A Long Day in Lychford (Lychford #3)(4)



“It had just . . . been a long day,” she said to Shaun now. “I’d had some problems with one of my staff.”

He carefully wrote that down. What was going on here? She felt like she’d just somehow incriminated herself. “Okay,” he said. “Was there any trouble when you were in the pub itself?”

Autumn recalled that she hadn’t been the first to set forth across the crunchy carpet of the Custom House last night. Her heart had sunk, in fact, when she’d seen who’d gotten there before her for early doors. It had been Jenker. Keith Jenkins, he was properly called, a taxi driver who’d married someone in the Backs. The Custom House was his local. Earlier that summer, when Autumn had come in complaining about the heat, he’d said something about her working on her suntan. At the time, she hadn’t been quite sure whether or not he’d meant it literally, and he’d maintained eye contact, kept that innocent grin on his ruddy, aye aye, here’s the life and soul of the party face. She couldn’t help but be wary of him after that, though, and yeah, she’d overheard things.

“Hello hello!” he’d boomed yesterday night. “Here comes trouble.”

Which would normally have been the sort of greeting she loved. But not from him. And especially not after the day she’d had. She’d nodded to him, she remembered, and ordered a pint of 6B. It would have been impossible, in the circumstances, not to talk to him, but the last thing she’d wanted to talk about was what had happened with Judith and the guilt and anger that were wrestling within her. He’d tried the normal, harmless, topics, such as football and the weather, and she’d nodded along, barely listening to his replies. With anyone else, on any other day, she would gleefully have raised the subject of the weirdness of her work at the magic shop. She liked to present what she did, at least the public part of it, to her pub friends in all its eccentricity and have them tease her about it. But she couldn’t do that with Jenker. She wouldn’t make herself sociably vulnerable to him.

After a couple of drinks, however, she’d taken something he said for a starting point for a conversation that swiftly turned into come on, did he feel okay with how things were now, when you couldn’t say anything on Twitter without some fascist, some, I mean, literal fascist, someone who if you asked “are there any fascists here?” would put up his hand and say “actually . . .”? It had turned out Jenker wasn’t on Twitter, and thought people who paid too much attention to the Internet were a bit . . . he’d made big boggly eyes at her.

Where had it gone from there? Oh God, she was starting to remember. Shaun the police officer was actually quite good at this interviewing thing, wasn’t he?

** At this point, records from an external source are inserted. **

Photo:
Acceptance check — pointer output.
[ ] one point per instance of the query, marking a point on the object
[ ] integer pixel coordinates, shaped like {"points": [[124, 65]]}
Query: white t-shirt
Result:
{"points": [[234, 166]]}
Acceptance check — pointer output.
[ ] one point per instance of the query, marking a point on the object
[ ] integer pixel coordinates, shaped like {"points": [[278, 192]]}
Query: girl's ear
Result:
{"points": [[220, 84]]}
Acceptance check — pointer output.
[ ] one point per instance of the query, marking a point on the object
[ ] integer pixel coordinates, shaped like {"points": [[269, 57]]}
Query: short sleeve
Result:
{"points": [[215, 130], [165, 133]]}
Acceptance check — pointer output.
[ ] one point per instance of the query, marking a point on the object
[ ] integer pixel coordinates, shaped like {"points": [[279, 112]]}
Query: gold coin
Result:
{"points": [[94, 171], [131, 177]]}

After three drinks, one of which Jenker had bought her, and she’d suddenly started to wonder if he thought she was coming on to him, but no, that moment had gone past without comment, they’d started to seriously argue about what Brexit was going to mean to the economic future of Britain. He kept cutting her off and saying “nah,” while making points she found she didn’t have the information to hand to come back about. If you were a “crap farmer, not a good farmer,” you had reason to vote to stay in, he said, but fishermen had a good reason to vote out. Then Autumn said what about wanting to keep all the brown people out, and he’d said it wasn’t about the brown people, he was mates with a lot of brown people, like her, no offence, it was the bloody Poles and the whatever they were from central Europe, who couldn’t speak English, taking their jobs, bringing their own shops over here and their foreign muck into our supermarkets. If she thought it was about brown people, that was where the chip on her shoulder had come from. No offence. Here, Autumn had been on steadier ground, at least in terms of data, and she’d held her own, and had actually said out loud that she felt she was one of those people too. Every sort of those people. He’d said, what you? You’ve been here longer than I have! He’d started holding up a finger for his interruptions, and had said they should have another pint and blimey love, you can talk, can’t you, you and me must have been separated at birth, maybe I had a touch of the tar brush too, ’cos you’re not full on, are you, you’re half and half, so I don’t see what you’ve got to worry about, and she’d been about to . . . explode? Yeah, hopefully she’d been about to do that rather than force a laugh, when one of the many, many people who had somehow filled the pub around them, some of whom were now looking on in glee or embarrassment, had spoken up.

Oh. Oh my God. She remembered now.

This was him. She remembered his face. An old lad, in his seventies, newspaper under his arm. A ruddy, drinker’s face, balding, a fleck of grey stubble on his chin. He was so important. Why was he so important? What had happened to him?

“There . . . wasn’t really any trouble,” she said to Shaun. “Bit of a row.”

“Do you remember anyone in particular being there?”

She mentioned Jenker. But okay, Shaun probably had in mind this . . . weirdly important guy she’d just remembered. “Someone told me his name was . . . Old Rory?”

“Rory Holt.” That seemed to be the box he’d been wondering if she was going to tick. “Did he say anything in particular to you?”

Yeah. Yeah, he had, now Shaun had made her think of it. And it had been a terrible thing. It would have appeared in her memory, sometime today. It would have popped up, to bring her crashing down. Like it had halted her in her tracks now.